Tell me, what kind of car is it,
how many miles does it have on it,
have you kept the maintenance up to date,
are there any other symptoms, and
are the tires wearing evenly? Any anomolies in the wear pattern?
…and, what tire pressure are you using?
How does that pressure compare to the car mfr’s recommended pressure?
…and how many people still read newspapers, with nearly everything being online now?
Seriously, I doubt anything can be done to improve the wear and tear on your tires, except if something is wrong with your car, as the posts above suggest there may be.
Driving 80 miles a day at slow speed, even through several cul-de-sacs, ought not to wear out your tires any more than by typical usage. As others have said, check your pressure and alignment. You can also choose your next set of tires for long tread life.
How the heck do you know it’s the cul-de-sac’s that’s causing the premature tire ware???
@RemcoW I read the paper version every day. There is a lot in the paper version that is not on line.
About all you can do is keep the tires at the proper pressure and rotate them more often.

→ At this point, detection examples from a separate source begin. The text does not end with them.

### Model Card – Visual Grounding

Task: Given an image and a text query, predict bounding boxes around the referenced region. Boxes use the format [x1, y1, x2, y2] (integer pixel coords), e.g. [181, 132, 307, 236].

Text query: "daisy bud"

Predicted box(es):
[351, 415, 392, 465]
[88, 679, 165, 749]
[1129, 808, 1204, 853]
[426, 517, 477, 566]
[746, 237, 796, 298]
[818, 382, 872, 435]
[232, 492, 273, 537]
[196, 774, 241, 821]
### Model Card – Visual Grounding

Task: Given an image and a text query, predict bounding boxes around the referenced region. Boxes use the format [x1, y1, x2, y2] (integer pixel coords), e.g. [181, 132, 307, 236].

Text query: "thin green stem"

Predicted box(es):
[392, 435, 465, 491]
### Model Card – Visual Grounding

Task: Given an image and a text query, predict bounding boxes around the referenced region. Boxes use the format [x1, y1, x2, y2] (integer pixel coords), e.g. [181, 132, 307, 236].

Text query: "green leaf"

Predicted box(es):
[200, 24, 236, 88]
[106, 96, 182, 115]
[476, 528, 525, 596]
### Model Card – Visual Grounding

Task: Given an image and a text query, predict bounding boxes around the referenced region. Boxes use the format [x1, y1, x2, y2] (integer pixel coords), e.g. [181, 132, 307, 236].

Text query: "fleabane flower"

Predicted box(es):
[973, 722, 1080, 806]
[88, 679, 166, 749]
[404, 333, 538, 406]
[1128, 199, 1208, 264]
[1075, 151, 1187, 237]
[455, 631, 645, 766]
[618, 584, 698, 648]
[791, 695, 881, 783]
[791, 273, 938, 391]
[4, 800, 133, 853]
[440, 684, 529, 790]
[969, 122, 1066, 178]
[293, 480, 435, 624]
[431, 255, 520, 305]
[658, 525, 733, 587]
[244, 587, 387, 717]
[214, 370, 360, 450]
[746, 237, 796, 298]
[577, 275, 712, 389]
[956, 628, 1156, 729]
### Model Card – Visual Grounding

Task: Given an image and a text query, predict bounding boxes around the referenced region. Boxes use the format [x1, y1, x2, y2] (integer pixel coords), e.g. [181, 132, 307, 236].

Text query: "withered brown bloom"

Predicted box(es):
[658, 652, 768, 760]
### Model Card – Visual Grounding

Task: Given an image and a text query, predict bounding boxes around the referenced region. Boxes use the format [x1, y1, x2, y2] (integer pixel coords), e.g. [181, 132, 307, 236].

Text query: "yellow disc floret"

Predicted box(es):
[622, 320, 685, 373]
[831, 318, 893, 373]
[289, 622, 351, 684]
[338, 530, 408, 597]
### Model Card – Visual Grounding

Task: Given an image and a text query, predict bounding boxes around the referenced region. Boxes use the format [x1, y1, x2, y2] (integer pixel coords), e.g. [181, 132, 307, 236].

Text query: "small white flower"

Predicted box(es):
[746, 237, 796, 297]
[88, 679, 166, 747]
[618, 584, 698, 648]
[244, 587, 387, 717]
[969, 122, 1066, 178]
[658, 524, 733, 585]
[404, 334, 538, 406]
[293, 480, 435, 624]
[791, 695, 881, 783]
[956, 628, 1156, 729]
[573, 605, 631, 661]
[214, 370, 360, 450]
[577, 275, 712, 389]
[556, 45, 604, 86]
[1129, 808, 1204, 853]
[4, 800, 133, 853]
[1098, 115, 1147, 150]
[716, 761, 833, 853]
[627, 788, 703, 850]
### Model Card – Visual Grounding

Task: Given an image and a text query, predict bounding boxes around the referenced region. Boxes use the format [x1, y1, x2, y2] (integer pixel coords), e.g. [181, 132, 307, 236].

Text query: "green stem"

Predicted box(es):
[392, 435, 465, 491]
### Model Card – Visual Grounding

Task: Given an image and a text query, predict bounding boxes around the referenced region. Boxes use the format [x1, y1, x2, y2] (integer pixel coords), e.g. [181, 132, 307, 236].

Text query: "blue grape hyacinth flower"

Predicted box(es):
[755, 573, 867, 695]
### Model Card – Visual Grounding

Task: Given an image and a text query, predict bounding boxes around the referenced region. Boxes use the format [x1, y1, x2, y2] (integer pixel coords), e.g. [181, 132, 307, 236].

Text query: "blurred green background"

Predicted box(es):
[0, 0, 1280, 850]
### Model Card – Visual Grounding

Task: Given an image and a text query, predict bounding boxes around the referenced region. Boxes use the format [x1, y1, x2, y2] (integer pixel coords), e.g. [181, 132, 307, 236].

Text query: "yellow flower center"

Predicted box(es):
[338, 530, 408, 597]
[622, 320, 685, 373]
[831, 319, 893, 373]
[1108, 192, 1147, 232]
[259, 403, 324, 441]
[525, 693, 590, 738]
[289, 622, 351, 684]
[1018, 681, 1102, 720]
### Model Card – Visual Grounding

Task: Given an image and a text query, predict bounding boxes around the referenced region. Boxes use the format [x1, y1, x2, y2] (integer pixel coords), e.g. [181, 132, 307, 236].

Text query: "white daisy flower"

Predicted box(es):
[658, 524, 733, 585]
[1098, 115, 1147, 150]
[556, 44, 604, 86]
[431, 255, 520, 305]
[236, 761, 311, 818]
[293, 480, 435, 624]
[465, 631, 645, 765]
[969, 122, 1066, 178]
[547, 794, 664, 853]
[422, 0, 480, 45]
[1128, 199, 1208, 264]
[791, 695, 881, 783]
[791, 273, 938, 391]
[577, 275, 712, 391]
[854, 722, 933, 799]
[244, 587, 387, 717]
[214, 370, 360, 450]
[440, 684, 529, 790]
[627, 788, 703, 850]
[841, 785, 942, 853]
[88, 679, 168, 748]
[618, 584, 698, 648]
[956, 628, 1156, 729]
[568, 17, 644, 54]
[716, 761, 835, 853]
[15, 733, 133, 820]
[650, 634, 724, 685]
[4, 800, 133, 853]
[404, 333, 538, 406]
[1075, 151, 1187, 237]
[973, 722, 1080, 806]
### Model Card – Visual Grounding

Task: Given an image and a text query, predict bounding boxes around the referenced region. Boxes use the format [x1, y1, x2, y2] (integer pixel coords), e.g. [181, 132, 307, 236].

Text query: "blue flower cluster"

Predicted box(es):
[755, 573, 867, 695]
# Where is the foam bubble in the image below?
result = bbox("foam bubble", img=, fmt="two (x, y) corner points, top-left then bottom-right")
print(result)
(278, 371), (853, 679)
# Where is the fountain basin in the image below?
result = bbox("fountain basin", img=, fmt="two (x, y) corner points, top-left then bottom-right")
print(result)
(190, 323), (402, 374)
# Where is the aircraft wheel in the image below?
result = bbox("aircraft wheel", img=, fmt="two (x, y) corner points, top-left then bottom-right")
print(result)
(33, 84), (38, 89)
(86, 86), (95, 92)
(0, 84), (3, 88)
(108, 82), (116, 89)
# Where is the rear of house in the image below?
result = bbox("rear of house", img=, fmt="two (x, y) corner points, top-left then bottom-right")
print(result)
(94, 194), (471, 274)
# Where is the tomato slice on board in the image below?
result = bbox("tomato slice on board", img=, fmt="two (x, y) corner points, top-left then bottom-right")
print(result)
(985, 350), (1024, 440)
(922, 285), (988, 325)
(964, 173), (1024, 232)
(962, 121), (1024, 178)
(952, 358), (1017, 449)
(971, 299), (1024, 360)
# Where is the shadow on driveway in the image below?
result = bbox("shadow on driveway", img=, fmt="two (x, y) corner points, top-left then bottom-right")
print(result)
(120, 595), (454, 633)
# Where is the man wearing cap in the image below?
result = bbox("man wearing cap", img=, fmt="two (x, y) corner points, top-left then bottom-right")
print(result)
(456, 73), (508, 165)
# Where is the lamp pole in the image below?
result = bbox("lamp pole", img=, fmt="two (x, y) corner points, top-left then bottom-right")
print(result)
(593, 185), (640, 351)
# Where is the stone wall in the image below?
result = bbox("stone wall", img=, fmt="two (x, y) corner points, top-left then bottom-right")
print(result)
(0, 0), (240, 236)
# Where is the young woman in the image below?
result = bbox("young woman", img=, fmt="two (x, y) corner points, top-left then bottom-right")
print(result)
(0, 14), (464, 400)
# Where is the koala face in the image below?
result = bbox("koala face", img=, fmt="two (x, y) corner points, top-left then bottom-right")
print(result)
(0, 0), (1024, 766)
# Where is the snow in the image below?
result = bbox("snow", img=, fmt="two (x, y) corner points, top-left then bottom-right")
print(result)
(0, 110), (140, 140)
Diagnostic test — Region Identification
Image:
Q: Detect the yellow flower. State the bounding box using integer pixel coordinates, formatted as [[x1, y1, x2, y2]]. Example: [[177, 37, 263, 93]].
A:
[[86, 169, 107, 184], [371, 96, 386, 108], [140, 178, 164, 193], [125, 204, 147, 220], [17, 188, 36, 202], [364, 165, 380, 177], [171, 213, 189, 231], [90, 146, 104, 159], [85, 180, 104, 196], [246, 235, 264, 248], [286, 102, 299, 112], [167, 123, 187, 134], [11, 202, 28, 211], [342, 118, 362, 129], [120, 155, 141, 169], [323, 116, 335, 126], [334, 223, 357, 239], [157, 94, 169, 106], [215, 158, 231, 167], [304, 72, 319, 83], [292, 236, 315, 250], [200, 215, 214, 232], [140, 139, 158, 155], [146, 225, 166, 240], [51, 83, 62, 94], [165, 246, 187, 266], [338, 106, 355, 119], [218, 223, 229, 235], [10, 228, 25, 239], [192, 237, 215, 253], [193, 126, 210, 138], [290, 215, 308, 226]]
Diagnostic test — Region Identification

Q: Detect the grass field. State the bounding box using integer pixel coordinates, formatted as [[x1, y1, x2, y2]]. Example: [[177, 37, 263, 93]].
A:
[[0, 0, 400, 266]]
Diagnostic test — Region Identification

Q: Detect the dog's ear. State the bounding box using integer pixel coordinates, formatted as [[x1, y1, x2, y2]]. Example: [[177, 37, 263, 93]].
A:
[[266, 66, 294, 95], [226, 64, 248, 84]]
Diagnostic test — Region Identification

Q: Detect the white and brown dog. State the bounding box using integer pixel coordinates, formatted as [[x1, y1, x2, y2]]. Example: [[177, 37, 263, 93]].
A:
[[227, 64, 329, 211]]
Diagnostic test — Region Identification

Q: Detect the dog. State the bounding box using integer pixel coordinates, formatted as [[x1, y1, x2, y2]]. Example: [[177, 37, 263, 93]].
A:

i read the papers every day too.
I’d still like to know what kind of vehicle it is. I could be wrong, but a Jeep Liberty 4X4 is probably harder on tires in tight turns than a Civic. Or maybe I’m wrong. Perhaps the leaning over of an SUV is harder on the tire’s edges.
I’m having a hard time seeing cul de sacs being responsible for excessive tire wear. If that were the case then every vehicle would be chewing up tires right and left from normal everyday turns that are often much sharper.
What tires do you use? Get a hard rubber compound to maximize tire life. BTW, this will reduce grip to some extent. No free lunch.
Tires wear faster if you turn often(cities) rather than driving straight mostly(eg highways). The OP is correct about shorter life since he does the extreme of turning.
Hmmm…After 2 days without any responses to our questions, I think that this was a “drive-by” post.
My advice is to slow down in cul-de-sacs.
That is good advice Whitey, but…after 5 days with no responses to the questions that we posed, I think that the OP has probably departed for parts unknown.
Increase your tire pressure to 3-4 psi above the recommendation on the placard on your vehicle. Tight turns are hard on the tire edges, the increased pressure will help.